The talks were "constructive and substantive" and increased "areas of common ground," Robert Einhorn, U.S. assistant secretary of State for nonproliferation, said in a statement from Kuala Lumpur, the Malaysian capital and site of the talks. But significant issues "remain to be explored and resolved," he said.
In Washington, senior U.S. officials said the president may still travel to North Korea before he leaves office. But it appears doubtful the visit will be added to Clinton's trip later this month to Brunei and Vietnam, as had been under consideration. A December trip now seems more likely.
The talks "achieved their goal," State Department spokesman Richard Boucher said here.
The United States did not press for a missile agreement in Malaysia, Boucher said. Instead, U.S. officials tried to clarify a proposed arrangement under which North Korea would give up its missile program in exchange for assistance in launching satellites.
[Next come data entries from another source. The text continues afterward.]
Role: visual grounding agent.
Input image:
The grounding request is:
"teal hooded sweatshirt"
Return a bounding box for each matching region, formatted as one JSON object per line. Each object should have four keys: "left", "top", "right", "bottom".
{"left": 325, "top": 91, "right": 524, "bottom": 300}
Nearly two weeks ago, during a groundbreaking trip to Pyongyang, the North Korean capital, Secretary of State Madeleine Albright negotiated the framework of a deal with North Korean leader Kim Jong Il.
A senior U.S. official involved in the policy initiative said this week's talks between weapons experts from both countries were consistent with the proposals presented to Albright.
"They mean serious business," said the official, who declined to be identified because of the sensitivity of the talks. "Nothing was taken off the table. We remain very encouraged."
Even so, Washington appears to be slowing what had been an almost frantic pace of diplomacy designed to seal the first stage of U.S.-North Korea rapprochement before Clinton leaves office in January.